Il barista lancia il grembiale da qualche parte oltre la mia testa e corre verso nord con l’aria di un tacchino a cui hanno appena spiegato cosa succederà a Natale. Scelgo una bottiglia dallo scaffale. Nessuno fa caso a me, come al solito. Il whiskey non è eccezionale, ma mi accontento. Devo solo cercare di finire la bottiglia prima che il cornuto ritorni.
No, nessun potere magico. Direi più un talento. Vedo nel futuro - un po’ - e avverto se qualcuno ha bisogno di aiuto. Lo percepisco. Anche giorni prima che accada. Ad esempio una volta ho aiutato William Quantrill a nascondersi dagli sbirri dopo una rapina a un certo treno unionista, giù nel Kentucky. E un’altra volta a Liberty, Missouri, fui io ad aiutare il Presidente Chester A. Arthur a sgattaiolare via da un posto che non avrebbe giovato alla sua immagine pubblica. Da un certo punto di vista sono il contrario di un cacciatore di taglie: quelli ammazzano per soldi, io per soldi restituisco la vita ai morti. Per questo, quelli che sanno di me mi chiamano il Santo.

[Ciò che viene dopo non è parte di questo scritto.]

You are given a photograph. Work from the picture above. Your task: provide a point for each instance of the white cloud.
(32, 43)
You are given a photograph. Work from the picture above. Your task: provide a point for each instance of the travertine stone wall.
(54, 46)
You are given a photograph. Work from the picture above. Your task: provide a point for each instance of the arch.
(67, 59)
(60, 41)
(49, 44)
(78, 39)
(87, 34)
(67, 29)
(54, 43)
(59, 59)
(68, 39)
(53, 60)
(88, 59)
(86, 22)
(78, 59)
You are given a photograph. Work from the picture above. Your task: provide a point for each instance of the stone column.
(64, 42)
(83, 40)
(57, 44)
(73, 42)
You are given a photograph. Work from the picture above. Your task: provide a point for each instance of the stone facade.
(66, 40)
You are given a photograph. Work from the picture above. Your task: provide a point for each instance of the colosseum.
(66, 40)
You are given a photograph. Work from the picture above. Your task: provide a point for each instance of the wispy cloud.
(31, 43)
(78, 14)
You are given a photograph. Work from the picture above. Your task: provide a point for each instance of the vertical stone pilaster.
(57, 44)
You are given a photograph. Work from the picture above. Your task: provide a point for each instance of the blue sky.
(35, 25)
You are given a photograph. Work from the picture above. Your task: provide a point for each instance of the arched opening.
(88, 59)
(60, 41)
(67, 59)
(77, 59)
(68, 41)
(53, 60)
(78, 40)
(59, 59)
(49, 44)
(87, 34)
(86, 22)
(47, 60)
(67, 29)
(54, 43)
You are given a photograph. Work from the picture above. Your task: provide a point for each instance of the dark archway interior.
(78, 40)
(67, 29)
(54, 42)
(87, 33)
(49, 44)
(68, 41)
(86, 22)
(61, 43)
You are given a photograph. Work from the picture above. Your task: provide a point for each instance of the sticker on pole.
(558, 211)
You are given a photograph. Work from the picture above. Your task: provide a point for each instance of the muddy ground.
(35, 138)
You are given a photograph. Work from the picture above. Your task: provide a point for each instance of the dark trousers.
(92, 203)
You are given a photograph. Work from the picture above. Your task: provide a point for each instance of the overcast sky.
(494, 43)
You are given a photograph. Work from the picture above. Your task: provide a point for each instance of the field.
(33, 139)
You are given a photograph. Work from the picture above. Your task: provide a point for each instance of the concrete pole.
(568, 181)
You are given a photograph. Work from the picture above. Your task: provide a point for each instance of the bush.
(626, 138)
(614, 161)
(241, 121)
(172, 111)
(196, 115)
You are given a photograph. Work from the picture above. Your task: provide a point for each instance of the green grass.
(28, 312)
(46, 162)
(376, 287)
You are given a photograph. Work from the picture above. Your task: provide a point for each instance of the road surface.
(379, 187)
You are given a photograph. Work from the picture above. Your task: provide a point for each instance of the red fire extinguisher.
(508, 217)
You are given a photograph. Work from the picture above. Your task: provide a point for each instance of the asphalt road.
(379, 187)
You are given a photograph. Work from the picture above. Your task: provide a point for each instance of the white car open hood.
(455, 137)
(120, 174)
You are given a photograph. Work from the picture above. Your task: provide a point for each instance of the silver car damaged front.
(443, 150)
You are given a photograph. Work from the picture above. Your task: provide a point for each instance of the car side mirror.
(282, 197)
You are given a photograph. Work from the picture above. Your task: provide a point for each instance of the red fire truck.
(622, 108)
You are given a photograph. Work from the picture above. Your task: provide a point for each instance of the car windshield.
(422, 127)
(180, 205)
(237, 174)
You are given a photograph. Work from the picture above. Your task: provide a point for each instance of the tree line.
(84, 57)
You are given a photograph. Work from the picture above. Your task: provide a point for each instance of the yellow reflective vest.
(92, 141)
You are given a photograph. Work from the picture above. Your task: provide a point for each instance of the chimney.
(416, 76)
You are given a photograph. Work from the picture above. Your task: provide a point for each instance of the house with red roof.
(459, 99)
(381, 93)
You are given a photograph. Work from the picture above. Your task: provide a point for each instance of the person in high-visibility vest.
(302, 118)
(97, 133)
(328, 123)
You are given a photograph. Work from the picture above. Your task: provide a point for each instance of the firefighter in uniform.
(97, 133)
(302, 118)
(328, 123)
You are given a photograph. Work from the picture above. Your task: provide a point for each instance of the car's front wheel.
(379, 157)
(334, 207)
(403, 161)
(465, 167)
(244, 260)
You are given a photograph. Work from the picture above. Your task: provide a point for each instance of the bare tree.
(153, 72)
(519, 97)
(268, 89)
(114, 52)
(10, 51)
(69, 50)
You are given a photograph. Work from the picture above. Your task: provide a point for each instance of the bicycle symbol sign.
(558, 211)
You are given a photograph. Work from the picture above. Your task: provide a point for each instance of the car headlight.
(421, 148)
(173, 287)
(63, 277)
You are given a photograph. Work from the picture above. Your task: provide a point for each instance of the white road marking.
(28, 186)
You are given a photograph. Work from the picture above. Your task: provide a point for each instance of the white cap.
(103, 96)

- Sei venuto - dice il frate, guardandomi con sguardo assente. - Non ci posso speravo.
La frase a effetto, ora.
- Per essere un prete difetti alquanto di fede, Paul. »

Il frate francescano emerge lentamente dalla penombra del confessionale. Semiparalizzato dal terrore, intuisco che, da solo, non sarebbe di grande aiuto a sé stesso. Ha le occhiaie marcate e in generale dimostra vent’anni più di quelli che ha. La barba azzurrina, il saio di sacco sporco di sangue non suo, la tonsura su cui ricominciano a crescere pochi, isolati capelli color sabbia, il naso piatto e il grugno affilato da francese; tutto come nelle mie visioni. Anche il cadavere della ragazzina, accasciato sul pavimento con gli occhi sbarrati e le braccia scomposte da una breve agonia. Non avrà più di una dozzina d’anni. Lo so già che è morta, ma le sento il polso comunque. Niente. Andata.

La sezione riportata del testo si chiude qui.